\documentclass[twoside, a4paper, final]{article}
\usepackage[english]{babel}
\usepackage{a4wide}
\usepackage{eurosym}
\usepackage{times}
\usepackage{type1cm}
\usepackage[T1]{fontenc}
\usepackage[latin1]{inputenc}
\usepackage{amssymb, amsmath}
\usepackage{xr-hyper}
\usepackage[colorlinks=true,linkcolor=blue,pdftex]{hyperref}

\title{PANDA MVA documentation.}
\author{M. Babai}
\date{14 May 2010.}
%\date{\today}
%%%%%%%%%%%%%%%%%%%%%%%%%%%%%%%%%%%%%
\begin{document}
\maketitle
\begin{center}
\rule[0.1mm]{5.0cm}{2.0mm}
\end{center}
\tableofcontents
\hrulefill
\newpage
%========================= KNN =====================================
\section{k-nearest neighbor algorithm (KNN)}
In the current package placed in "pandaroot/PndTools/MVA", there are
two different implementations of this algorithm:
\begin{description}
\item [KNN:] This is the very simple implementation of KNN, based on
  linear search. For large data sets and large number of features
  (parameters), this implementation becomes very slow and almost
  impractical. This is included just for validation purpose.
\item [TMVAkd\_KNN:] This implementation is using a kd-tree for
  storage and searching through the available examples. This complex
  data structure is fast in construction and all search and traverse
  operations are of the Olog(n) complexity, here n is the number of
  examples inserted into the data structure. Very fast but needs a lot
  of examples in order to build a representative and usefull
  database. Needs large memory.
\end{description}

The current implementations run linear in worst case and the result is
an estimation of the probability densities. These are normalized among
the available classes (labels).

\subsection{Using KNN}
In both the directories "KNN" and "TMVAkd\_KNN" there are examples
that show how to use these implementations which are a good starting
point. One can modify these examples to perform pattern
classification.\newline{\bf Notes:}
\begin{description}
\item [Training:] For KNN there is no need for training the
  classifier. If the input weight file is already pre-processed
  (normalization, decorrelated, ...), that can be used directly for
  classification.
\item [Weights:] Example up to date weight files which can be
  used by this algorithm can be fetched using the scripts available in
  the directory "macro/scripts/". These are not available via svn
  merely due their size ($\pm \ 800MB$).
\end{description}

%========================= LVQ =====================================
\section{Learning Vector Quantization (LVQ)}
This directory contains a very simple implementation of the LVQ1 and
LVQ2.1 algorithms.

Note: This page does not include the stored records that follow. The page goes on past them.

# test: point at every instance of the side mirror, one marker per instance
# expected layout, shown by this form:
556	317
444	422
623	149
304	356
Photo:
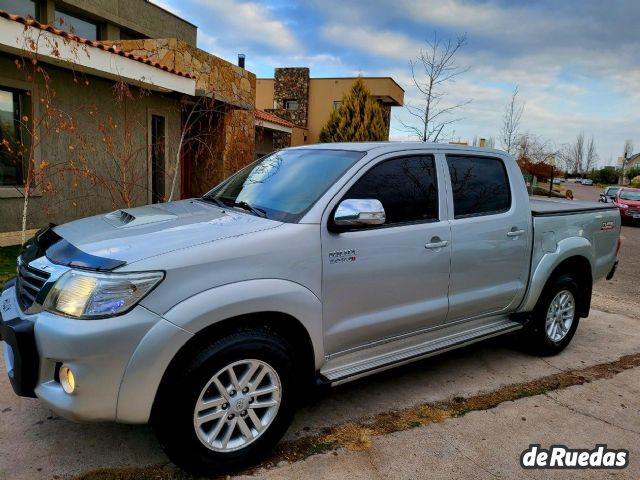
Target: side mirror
352	212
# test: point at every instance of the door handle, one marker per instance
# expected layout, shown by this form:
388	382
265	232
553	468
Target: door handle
436	245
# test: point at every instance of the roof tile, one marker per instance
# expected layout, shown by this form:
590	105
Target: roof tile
270	117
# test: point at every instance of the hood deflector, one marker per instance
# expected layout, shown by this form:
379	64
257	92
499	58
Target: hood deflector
58	250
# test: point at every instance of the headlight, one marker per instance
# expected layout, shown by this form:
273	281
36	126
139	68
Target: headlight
93	295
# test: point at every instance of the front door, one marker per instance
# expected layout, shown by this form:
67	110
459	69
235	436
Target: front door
384	281
490	234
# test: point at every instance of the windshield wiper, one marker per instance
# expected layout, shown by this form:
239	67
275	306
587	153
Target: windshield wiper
255	210
229	203
215	200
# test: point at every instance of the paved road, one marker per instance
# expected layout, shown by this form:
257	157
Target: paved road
34	443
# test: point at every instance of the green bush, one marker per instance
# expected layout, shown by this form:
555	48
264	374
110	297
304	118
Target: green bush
359	118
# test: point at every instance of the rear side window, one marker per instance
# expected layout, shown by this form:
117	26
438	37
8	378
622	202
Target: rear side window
480	186
406	186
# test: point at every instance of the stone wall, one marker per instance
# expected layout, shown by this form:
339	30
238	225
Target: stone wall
291	84
281	140
234	90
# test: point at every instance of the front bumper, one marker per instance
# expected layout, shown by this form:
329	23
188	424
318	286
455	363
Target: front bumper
19	351
97	351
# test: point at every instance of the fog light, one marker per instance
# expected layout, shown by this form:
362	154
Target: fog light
67	380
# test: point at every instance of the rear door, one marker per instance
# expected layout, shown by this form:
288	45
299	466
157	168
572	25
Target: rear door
383	281
490	235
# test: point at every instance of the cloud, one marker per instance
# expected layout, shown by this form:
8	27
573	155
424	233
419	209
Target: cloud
245	23
384	43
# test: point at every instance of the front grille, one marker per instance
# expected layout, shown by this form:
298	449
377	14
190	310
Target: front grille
30	282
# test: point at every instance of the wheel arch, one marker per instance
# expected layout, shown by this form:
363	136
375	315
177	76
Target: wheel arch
289	310
578	264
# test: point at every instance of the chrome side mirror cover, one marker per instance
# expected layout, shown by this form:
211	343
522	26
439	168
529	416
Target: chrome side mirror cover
355	211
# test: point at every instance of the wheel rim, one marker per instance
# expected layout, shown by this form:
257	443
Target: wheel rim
560	315
237	405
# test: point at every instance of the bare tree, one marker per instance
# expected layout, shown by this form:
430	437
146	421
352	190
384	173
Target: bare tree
511	123
436	67
592	155
628	148
626	154
534	149
573	155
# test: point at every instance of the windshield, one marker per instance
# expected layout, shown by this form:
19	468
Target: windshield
630	195
284	185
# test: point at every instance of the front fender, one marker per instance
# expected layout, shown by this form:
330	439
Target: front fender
565	249
252	296
156	350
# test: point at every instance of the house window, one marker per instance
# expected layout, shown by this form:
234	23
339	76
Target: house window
11	163
291	104
80	27
24	8
158	136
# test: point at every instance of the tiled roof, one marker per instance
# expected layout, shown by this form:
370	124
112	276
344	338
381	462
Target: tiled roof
270	117
34	23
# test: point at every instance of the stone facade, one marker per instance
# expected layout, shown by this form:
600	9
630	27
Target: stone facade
291	84
281	140
234	90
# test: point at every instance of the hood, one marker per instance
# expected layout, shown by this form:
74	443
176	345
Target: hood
631	203
134	234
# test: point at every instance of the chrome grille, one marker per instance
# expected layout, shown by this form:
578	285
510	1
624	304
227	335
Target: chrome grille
30	282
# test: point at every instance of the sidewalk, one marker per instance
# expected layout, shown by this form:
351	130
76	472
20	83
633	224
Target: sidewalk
488	444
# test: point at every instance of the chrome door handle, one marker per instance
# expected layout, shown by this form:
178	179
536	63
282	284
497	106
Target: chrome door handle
436	245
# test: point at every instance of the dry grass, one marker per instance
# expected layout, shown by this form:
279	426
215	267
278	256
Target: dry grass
358	435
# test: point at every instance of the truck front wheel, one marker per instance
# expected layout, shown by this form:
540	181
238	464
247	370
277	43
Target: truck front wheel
228	405
555	319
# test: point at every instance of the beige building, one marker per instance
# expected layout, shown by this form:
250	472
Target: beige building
307	102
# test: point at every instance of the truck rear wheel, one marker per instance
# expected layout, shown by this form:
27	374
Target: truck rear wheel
555	319
228	405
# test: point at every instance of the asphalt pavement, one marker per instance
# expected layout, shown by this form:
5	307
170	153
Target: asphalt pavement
487	443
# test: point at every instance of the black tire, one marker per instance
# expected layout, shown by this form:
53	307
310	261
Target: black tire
173	414
534	336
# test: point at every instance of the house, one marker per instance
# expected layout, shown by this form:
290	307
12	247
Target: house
307	102
95	100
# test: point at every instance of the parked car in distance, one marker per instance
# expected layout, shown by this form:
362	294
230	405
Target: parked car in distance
628	202
211	317
609	194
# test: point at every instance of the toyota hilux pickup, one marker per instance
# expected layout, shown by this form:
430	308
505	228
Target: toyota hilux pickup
211	317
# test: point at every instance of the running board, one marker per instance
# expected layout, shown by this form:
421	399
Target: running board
353	365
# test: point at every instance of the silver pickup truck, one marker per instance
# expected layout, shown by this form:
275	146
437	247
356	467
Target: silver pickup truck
211	317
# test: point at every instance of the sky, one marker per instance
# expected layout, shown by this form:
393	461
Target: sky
576	63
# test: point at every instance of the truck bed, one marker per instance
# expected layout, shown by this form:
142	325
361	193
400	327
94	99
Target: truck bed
543	207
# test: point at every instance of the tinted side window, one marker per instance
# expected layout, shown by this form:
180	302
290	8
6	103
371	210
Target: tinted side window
406	187
480	186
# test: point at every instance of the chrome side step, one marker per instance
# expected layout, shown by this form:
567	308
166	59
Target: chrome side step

One can use these functions directly to create a
set of prototypes and perform the training using each of the mentioned
algorithms. The classifier itself is also implemented. At this point
the classifier returns only the shortest distances to every class type
and no decision is made. The user needs to modify the code and place a
discriminator based on the output if one wants the decision to be made
by the classifier.

\subsection{Using LVQ}
\begin{description}
\item [Training:] In the directory LVQ there is an example
  implementations (LVQtrain.cpp). This sample program can be used as a
  starting point for a training scheme.
\item [Weights:] Example up to date weight files which can be used by
  this algorithm can be fetched using the scripts available in the
  directory "macro/scripts/". These are not available via svn merely
  due their size.
\item [Classification:] In the directory LVQ there is an example
  implementations (LVQclassify.cpp). This sample program can be used
  as a starting point for a classification scheme. Shortest Mva value
  indicates a \underline{{\it{\bf better match}}}. {\it In other words
    the current example is most likely to be from the lable with the
    smallest MVA value}.
\end{description}

%========================= K-means Clustering ===================
\section{K-means Clustering}
The directory "Clusters" containes an implementation of this
algorithm. Given a set of parameter vectors and the number of expected
clusters (centroids), "k-Means" generates for each cluster a centroid
that represents the mean vector of that particular set of parameter
vectors. At this moment only the "Hrad K-Means" is implemented. Which
means that each initialized center belongs to a single cluster. It is
also possible to generate weighted centroids that are particially
member of two or more clusters. The latter is called "Soft K-Means"
and is not implemented yet.
\end{document}